A top window was opened by a woman. Nick, when he was excited, had a terrible stammer.

“He said: ‘Ha..Haben sie eine einne ssschlaaaafe ziiimmmer fur zwei zwei Oooberfeldwebels.(Haben zie ein schlaffe zimmer fur zwei Oberfeldwebel?).’

The lady replied: ‘Bitte?.’

Nick, who had a good command of German, repeated his request but with an even worse stammer. Once again the lady said: ‘Bitte?’

I looked up and said: ‘Have you a bedroom for two Oberfeldwebels, please Madam?’

‘Certainly. How long will you be needing it for? I am English and I married my Austrian husband before the war. It is years since I spoke it, so I did not understand.’

She had not realised that we were British because of our strange headdress and thought that Nick was speaking in another language.”

Doug and I went for our kit but were stopped by E Company Commander Major Hood. ‘It’s all changed. We have to move to a POW camp at a place called Wolfsberg.’

‘What, Germans?’ asked Doug.

‘No. British, French and Russians and some others,’ Hood replied.

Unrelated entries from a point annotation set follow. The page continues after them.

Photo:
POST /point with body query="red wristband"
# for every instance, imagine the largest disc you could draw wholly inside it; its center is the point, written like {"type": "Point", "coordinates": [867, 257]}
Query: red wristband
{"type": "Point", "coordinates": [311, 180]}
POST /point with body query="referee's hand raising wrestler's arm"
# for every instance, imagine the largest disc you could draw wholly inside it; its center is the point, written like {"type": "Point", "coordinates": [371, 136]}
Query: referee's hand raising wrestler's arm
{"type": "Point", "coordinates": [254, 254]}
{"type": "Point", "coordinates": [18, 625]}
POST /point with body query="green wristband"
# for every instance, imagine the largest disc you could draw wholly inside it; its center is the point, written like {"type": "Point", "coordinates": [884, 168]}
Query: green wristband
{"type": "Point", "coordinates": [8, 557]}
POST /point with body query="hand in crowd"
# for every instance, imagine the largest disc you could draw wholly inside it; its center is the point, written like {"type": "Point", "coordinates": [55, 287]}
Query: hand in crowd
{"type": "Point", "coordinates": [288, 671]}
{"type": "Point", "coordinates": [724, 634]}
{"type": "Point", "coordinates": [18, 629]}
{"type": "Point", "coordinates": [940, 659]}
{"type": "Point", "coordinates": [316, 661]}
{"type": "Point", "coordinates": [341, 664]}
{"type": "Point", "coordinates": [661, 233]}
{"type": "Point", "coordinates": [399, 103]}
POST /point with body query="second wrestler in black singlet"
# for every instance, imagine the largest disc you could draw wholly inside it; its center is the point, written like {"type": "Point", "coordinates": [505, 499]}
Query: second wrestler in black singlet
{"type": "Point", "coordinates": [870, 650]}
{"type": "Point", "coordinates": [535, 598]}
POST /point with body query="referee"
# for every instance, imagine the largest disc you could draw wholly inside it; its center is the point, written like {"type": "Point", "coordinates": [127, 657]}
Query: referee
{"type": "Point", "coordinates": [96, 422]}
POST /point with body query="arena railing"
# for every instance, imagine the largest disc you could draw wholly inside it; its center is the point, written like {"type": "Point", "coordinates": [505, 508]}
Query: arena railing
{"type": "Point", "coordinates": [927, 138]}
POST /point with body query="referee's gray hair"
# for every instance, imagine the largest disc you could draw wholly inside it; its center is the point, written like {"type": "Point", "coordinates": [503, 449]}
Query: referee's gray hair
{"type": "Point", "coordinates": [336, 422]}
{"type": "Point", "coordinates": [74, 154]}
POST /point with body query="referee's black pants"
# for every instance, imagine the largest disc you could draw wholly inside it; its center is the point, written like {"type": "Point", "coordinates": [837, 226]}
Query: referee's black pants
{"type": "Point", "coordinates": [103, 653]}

The company repacked their kit and, not too happily, paraded for the same transport they had vacated a couple of hours before. Before we left, Hood, normally a very tolerant man, gave them a lecture about their appearance. He told them that, as soon as they had been settled into their new quarters, they would have to look like a victorious army.

‘You will not be allowed out until you have cleaned up yourselves and your equipment,’ he said.

We arrived at Wolfsberg and were allocated billets which were less spacious than at Klagenfurt. One platoon was put in charge of the camp. Their quarters were large but spartan. The camp had been very short of food until two days before when the RAF had literally bombed them with food parcels. There were damaged tins of every type of food everywhere. The RAF did not use parachutes as these could have drifted into the town, then held by an enemy still at war. Low-flying aircraft tipped the food out over the camp. I don’t know if a warning had been given. If not, some people would have been injured.

That evening, the men spent their time cleaning uniforms and polishing boots. The next day E Company paraded and was inspected by Hood who was impressed. He told them that they would be allowed out that evening but they were not to fraternise with the population. They of course had never heard the term before. Hood explained what it meant. That evening, they walked out looking like conquering heroes but soon drifted back. Wolfsberg was small, there was nothing to do, nothing to buy and they could not talk to anyone.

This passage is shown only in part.